II. Der Begriff der Rechtsdienstleistung
Um "Klarheit" bei der Abgrenzung der erlaubten von der unerlaubten Rechtsberatung zu schaffen, hat der Gesetzgeber den zentralen Begriff der Rechtsdienstleistung eingeführt und diesen in § 2 Abs. 1 RDG definiert: "Rechtsdienstleistung ist jede Tätigkeit in konkreten fremden Angelegenheiten, sobald sie eine rechtliche Prüfung des Einzelfalls erfordert." Ziel ist es, festzustellen, welche Tätigkeiten überhaupt in den Anwendungsbereich der §§ 3 ff RDG fallen. In § 2 Abs. 2 RDG werden unabhängig vom Vorliegen der Voraussetzungen des § 2 Abs. 1 RDG typische Inkassodienstleistungen als Rechtsdienstleistungen bestimmt. Konsequenz ist, dass Inkassodienstleistungen als Hauptleistung nur von registrierten Personen oder umfassend befugten Rechtsdienstleistern, also Rechtsanwälten oder Rechtsbeiständen, erbracht werden dürfen. In § 2 Abs. 3 RDG werden dagegen bestimmte Dienstleistungen aus dem Bereich der Rechtsdienstleistung herausgenommen. Die Struktur des § 2 RDG ist somit übersichtlich und klar. Auch ist positiv festzustellen, dass durch die Neustrukturierung die Wortvielfalt des RBerG entfällt, die die Begriffe Rechtsberatung, Rechtsbetreuung und Rechtsbesorgung unterschied. Dennoch muss nun im Rahmen des Begriffs der Rechtsdienstleistung anhand unbestimmter Rechtsbegriffe abgegrenzt werden. Dies ist umso schwieriger, als der häufig sogenannten amtlichen "Gesetzesbegründung" noch der Wortlaut des Regierungsentwurfs zugrunde lag. Es ist daher genau zu prüfen, ob der verabschiedete Wortlaut noch im Sinne der Entwurfsbegründung interpretiert werden kann.
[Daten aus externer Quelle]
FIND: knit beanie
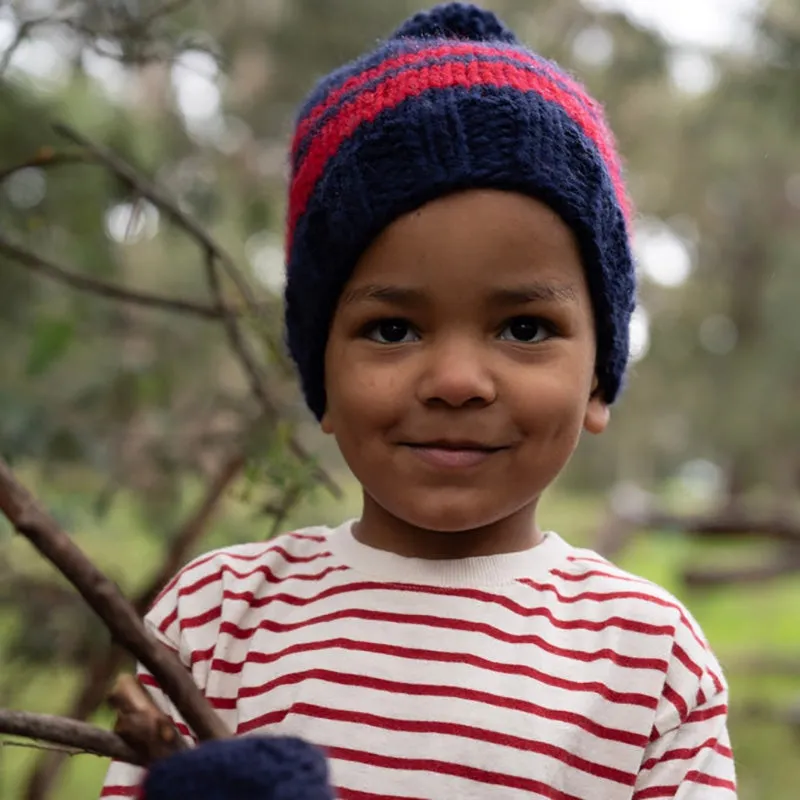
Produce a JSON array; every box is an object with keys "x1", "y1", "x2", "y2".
[{"x1": 285, "y1": 3, "x2": 635, "y2": 418}]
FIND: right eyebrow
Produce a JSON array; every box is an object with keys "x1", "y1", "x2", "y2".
[{"x1": 342, "y1": 283, "x2": 425, "y2": 306}]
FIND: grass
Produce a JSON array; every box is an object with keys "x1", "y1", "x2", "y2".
[{"x1": 0, "y1": 482, "x2": 800, "y2": 800}]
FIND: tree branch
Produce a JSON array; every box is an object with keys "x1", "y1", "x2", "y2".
[
  {"x1": 42, "y1": 123, "x2": 342, "y2": 498},
  {"x1": 0, "y1": 233, "x2": 231, "y2": 320},
  {"x1": 53, "y1": 123, "x2": 261, "y2": 316},
  {"x1": 630, "y1": 511, "x2": 800, "y2": 543},
  {"x1": 0, "y1": 459, "x2": 230, "y2": 740},
  {"x1": 24, "y1": 452, "x2": 246, "y2": 800},
  {"x1": 205, "y1": 248, "x2": 342, "y2": 499},
  {"x1": 0, "y1": 709, "x2": 142, "y2": 765},
  {"x1": 683, "y1": 553, "x2": 800, "y2": 589},
  {"x1": 0, "y1": 147, "x2": 92, "y2": 183}
]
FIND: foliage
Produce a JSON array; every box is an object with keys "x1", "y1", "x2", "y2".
[{"x1": 0, "y1": 0, "x2": 800, "y2": 800}]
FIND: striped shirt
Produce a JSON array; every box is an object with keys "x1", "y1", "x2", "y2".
[{"x1": 102, "y1": 522, "x2": 736, "y2": 800}]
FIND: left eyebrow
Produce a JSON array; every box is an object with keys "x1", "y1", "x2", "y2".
[{"x1": 491, "y1": 283, "x2": 578, "y2": 306}]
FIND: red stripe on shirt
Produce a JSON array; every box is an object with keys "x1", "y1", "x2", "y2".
[
  {"x1": 282, "y1": 703, "x2": 636, "y2": 786},
  {"x1": 326, "y1": 747, "x2": 583, "y2": 800}
]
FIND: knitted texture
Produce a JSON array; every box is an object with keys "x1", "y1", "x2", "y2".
[
  {"x1": 143, "y1": 737, "x2": 333, "y2": 800},
  {"x1": 285, "y1": 3, "x2": 635, "y2": 418}
]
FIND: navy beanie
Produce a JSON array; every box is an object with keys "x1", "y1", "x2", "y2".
[
  {"x1": 285, "y1": 3, "x2": 635, "y2": 418},
  {"x1": 142, "y1": 736, "x2": 333, "y2": 800}
]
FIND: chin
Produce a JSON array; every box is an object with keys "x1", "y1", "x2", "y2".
[{"x1": 389, "y1": 502, "x2": 508, "y2": 533}]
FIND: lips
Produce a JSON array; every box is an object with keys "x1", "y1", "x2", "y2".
[{"x1": 404, "y1": 440, "x2": 508, "y2": 469}]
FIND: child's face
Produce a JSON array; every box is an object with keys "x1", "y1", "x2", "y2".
[{"x1": 322, "y1": 191, "x2": 608, "y2": 552}]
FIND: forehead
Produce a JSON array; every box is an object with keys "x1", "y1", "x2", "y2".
[{"x1": 350, "y1": 190, "x2": 587, "y2": 294}]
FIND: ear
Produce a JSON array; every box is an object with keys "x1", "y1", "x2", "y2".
[{"x1": 583, "y1": 377, "x2": 611, "y2": 434}]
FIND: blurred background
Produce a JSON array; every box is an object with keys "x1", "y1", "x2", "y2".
[{"x1": 0, "y1": 0, "x2": 800, "y2": 800}]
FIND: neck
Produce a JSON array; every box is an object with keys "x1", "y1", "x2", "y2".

1. Konkrete fremde Rechtsangelegenheit
Zunächst fordert das Gesetz für das Vorliegen einer Rechtsdienstleistung, dass es sich um eine Tätigkeit in konkreten fremden Angelegenheiten handelt. Diese Voraussetzung ist bereits aus der bisherigen Rechtsprechung zum Rechtsberatungsgesetz bekannt. Abzugrenzen ist die fremde Angelegenheit von der eigenen Angelegenheit. Entscheidend ist, in wessen wirtschaftlichem Interesse die Besorgung der Rechtsangelegenheit liegt. Beim Auftreten aufgrund einer besonderen gesetzlichen Rechtsstellung, etwa als gesetzlicher Vertreter oder Angestellter eines Unternehmens liegt keine fremde Angelegenheit vor. Unternehmensjuristen dürfen also weiterhin auch ohne Anwaltszulassung für ihren Arbeitgeber rechtlich tätig werden. Um eine fremde Angelegenheit handelt es sich dagegen, wenn der Dienstleister lediglich ein mittelbares Eigeninteresse hat. Ebenso ist eine fremde Angelegenheit anzunehmen, wenn jemand zwar nach außen im eigenen Namen auftritt, wirtschaftlich aber für Rechnung eines Dritten handelt.
Eine konkrete Angelegenheit ist gegeben, wenn sich die Angelegenheit auf einen konkreten Sachverhalt bezieht. Gemeint ist, dass es sich um die Rechtsangelegenheit einer bestimmten einzelnen Person handelt. Damit scheiden Tätigkeiten aus, die sich an die Allgemeinheit oder einen unbestimmten Personenkreis richten, etwa bei Vorträgen, Aufsätzen oder Büchern.